Gegen Abend stellte ich auch bei ihm Ansätze von Backenwülsten und Kehlsack fest, wie bei einem haarlosen Orang-Utan. Seine Haut war grau wie Fels, und er erwachte nur noch alle paar Stunden kurz aus seinem Dämmerzustand, ohne dabei jedoch etwas Sinnvolles von sich zu geben.
In dieser Nacht war meine Angst so groß, dass es mir ohne Mühe gelang, wach zu bleiben.
Irgendwann, laut den Leuchtziffern meiner Uhr war es gegen zwei Uhr in der Frühe, nahm ich eine Bewegung in der Dunkelheit wahr. Lautlos griff ich zur Taschenlampe, holte tief Luft und knipste sie an.
Brian Bilk stand in der Mitte der Felskammer, die Arme vorgestreckt wie ein Schlafwandler. Seine Augen waren offen – weit offen, zum ersten Mal seit gut zwei Tagen – und starrten in eine Ferne, die jenseits der engen Felswände unseres Verstecks zu liegen schien. Als der Strahl meiner Lampe in sein graues, aufgequollenes Gesicht fiel, blinzelte er nicht.
Ich sprach ihn an, flüsternd zunächst, dann lauter, doch er reagierte nicht. Taumelnd setzte er sich in Bewegung, auf den Durchgang zum Korridor zu. Zunächst war ich versucht, ihn aufzuhalten, entschied mich jedoch dagegen. Stattdessen beschloss ich, ihm zu folgen. Vielleicht würde er mich zu Goldstein und Eisley führen.
Draußen auf dem Korridor wandte er sich nach links. Obwohl wir diese Richtung nie erforscht hatten, schritt er zielstrebig durch die Finsternis voran, ganz so, als würde er sich hier bestens auskennen. Ich folgte ihm, den Strahl meiner Lampe ängstlich hierhin und dorthin schwenkend.

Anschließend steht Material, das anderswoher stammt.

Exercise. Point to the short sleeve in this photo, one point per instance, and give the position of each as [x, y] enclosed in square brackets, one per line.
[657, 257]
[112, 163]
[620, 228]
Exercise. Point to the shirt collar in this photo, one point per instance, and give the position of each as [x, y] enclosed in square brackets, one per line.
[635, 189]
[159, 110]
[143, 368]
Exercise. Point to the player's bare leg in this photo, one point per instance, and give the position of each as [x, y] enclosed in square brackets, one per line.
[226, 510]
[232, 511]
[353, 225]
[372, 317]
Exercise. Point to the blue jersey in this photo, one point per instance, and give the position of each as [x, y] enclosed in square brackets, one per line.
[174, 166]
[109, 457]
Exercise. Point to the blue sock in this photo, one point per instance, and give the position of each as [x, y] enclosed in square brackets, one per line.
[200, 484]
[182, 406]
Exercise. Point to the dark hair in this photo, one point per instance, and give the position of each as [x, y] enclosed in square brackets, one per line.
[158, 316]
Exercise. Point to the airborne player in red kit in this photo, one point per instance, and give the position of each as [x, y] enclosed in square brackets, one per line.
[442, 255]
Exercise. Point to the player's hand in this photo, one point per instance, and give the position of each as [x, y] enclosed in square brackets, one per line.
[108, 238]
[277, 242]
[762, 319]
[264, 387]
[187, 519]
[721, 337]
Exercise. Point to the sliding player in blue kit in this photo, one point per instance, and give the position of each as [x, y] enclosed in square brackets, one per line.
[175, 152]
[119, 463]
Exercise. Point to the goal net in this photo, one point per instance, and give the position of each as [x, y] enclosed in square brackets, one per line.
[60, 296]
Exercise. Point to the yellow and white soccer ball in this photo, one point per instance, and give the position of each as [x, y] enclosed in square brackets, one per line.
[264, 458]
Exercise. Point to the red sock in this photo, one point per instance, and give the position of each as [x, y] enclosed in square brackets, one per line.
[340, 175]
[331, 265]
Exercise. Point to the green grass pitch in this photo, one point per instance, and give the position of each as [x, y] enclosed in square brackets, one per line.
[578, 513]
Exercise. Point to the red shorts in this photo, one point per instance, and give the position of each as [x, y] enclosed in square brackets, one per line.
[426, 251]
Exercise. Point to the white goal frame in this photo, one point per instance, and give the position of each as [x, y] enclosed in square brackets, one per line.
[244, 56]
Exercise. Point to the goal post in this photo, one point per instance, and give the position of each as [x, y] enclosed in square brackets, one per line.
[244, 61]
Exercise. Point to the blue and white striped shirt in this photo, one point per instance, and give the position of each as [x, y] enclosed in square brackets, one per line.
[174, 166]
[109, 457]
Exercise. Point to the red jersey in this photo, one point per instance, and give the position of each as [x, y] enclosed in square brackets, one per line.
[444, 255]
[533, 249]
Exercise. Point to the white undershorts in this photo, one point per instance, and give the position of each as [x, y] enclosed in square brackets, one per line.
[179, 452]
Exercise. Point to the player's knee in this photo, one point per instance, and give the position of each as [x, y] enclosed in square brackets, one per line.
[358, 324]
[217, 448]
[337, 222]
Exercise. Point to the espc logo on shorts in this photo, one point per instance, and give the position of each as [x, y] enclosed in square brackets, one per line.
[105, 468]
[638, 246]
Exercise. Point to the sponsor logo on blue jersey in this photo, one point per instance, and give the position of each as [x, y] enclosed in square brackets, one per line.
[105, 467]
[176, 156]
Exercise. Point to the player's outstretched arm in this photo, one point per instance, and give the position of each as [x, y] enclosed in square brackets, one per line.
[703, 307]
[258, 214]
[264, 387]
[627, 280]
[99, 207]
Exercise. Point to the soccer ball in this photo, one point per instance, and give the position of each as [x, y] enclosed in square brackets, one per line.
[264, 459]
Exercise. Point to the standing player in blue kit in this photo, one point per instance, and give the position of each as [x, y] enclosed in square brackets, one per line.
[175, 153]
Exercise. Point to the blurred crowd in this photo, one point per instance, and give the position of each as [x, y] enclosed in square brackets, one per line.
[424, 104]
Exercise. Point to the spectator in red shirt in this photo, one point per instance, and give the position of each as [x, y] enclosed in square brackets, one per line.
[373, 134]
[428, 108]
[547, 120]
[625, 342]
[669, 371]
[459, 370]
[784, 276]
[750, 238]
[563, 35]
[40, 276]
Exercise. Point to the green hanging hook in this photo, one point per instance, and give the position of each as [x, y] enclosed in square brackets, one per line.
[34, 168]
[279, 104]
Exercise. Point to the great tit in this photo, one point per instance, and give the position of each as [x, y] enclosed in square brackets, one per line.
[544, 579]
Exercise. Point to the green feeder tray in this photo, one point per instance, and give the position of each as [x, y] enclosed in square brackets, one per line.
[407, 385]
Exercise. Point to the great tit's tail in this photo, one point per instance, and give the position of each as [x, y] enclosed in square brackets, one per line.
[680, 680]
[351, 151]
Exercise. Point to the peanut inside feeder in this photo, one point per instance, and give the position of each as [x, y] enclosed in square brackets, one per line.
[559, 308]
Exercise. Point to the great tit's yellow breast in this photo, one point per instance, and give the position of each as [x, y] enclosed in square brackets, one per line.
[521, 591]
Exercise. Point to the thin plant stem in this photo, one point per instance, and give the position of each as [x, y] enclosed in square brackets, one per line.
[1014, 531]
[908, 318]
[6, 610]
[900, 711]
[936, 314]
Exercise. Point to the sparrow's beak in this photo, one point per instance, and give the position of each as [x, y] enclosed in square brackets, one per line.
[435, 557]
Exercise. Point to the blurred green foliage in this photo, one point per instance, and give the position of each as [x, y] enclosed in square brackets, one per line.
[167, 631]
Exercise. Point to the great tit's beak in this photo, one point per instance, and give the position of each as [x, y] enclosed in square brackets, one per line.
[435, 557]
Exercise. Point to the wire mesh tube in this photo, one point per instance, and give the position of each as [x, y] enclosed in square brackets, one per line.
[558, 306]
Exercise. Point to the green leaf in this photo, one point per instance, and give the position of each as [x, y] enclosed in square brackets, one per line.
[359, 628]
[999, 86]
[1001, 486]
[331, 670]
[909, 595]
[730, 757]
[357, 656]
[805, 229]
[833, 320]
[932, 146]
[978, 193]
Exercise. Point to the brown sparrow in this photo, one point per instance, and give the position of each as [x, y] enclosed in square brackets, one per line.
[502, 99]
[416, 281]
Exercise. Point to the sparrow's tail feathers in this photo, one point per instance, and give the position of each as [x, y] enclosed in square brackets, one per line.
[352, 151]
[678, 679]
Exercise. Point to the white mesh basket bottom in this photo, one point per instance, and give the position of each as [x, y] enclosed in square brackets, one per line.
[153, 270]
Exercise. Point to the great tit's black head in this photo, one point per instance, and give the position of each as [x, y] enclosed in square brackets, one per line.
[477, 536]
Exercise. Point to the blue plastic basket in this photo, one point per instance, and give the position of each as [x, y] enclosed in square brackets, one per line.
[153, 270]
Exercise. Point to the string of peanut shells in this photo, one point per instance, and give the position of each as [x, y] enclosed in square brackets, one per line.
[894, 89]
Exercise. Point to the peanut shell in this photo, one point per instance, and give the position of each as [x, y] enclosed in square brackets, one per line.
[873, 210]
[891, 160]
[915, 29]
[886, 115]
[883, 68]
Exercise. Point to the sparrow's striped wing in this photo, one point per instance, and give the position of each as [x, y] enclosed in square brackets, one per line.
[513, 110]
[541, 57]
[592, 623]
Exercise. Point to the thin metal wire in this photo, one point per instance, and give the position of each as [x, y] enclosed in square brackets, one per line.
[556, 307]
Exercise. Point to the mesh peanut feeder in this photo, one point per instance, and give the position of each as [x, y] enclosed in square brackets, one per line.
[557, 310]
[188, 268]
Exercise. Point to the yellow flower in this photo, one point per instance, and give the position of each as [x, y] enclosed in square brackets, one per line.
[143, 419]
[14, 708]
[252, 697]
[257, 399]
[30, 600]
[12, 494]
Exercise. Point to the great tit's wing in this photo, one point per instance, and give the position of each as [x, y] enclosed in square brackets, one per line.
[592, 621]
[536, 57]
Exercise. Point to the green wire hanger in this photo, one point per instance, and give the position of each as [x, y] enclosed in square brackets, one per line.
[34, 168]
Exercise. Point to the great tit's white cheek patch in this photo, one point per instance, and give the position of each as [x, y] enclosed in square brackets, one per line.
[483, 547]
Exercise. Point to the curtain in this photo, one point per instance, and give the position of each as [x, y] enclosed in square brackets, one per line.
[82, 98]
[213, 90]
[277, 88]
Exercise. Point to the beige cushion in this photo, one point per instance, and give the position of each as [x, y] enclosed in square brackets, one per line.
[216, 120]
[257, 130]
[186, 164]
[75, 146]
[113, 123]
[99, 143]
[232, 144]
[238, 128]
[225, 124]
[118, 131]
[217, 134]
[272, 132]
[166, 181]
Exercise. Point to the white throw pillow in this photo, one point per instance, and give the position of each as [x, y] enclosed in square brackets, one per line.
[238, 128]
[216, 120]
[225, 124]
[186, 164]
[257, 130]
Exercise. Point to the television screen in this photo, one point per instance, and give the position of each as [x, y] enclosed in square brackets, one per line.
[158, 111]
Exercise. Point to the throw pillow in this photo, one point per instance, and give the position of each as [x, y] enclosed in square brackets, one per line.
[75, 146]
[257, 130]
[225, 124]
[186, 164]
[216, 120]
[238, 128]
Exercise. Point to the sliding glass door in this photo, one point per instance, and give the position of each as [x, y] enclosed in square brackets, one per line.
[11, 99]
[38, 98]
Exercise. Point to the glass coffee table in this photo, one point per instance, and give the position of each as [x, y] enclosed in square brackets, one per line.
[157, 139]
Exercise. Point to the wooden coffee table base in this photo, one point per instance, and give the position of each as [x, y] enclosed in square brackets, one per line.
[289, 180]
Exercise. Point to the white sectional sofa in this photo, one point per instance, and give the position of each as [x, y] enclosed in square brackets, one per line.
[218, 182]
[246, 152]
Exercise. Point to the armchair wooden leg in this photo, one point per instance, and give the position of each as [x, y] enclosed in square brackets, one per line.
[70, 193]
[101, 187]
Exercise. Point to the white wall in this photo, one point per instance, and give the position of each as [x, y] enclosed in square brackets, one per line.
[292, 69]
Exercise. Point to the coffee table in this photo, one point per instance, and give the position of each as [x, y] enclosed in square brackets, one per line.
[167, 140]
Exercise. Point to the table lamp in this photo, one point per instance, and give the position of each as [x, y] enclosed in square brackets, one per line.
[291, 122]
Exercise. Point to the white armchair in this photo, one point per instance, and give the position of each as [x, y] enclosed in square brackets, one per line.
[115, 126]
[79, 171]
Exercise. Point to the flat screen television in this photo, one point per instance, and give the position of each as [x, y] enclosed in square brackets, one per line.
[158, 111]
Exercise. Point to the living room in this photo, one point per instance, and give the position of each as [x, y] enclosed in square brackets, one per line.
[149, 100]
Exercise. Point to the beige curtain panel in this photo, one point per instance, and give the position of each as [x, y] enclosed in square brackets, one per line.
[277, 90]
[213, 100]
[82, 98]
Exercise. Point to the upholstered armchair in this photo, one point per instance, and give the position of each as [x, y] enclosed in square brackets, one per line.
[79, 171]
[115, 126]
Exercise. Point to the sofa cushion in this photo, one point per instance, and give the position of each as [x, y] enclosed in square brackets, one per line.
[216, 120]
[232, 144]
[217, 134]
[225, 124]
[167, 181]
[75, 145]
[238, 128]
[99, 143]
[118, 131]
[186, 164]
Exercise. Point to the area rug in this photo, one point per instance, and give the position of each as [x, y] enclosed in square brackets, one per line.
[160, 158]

Bilk durchquerte eine lange Halle mit spitz zulaufender Decke und machte Anstalten, einem Tunnel am gegenüberliegenden Ende zu folgen. Doch plötzlich erscholl aus der Öffnung ein ohrenbetäubendes Geheul – anscheinend waren unsere unirdischen Widersacher nur wenige Gangbiegungen entfernt!
Ohne mein bewusstes Zutun machten meine Beine kehrt und trugen mich mit Höchstgeschwindigkeit den Weg zurück, den ich gekommen war. Zurück in der Felskammer, verbarg ich mich zitternd unter einer Decke, das auf- und abschwellende Heulen der Bestien nach wie vor in den Ohren.
Es sollte die ganze Nacht nicht mehr verstummen.
Als ich am nächsten Morgen aus unruhigem Schlaf erwachte, konnte ich kaum glauben, dass ich noch immer am Leben war. Die Monster schienen mein Versteck nicht entdeckt zu haben. Ich stärkte mich mit etwas Zwieback und Wasser und versuchte, einen klaren Gedanken zu fassen.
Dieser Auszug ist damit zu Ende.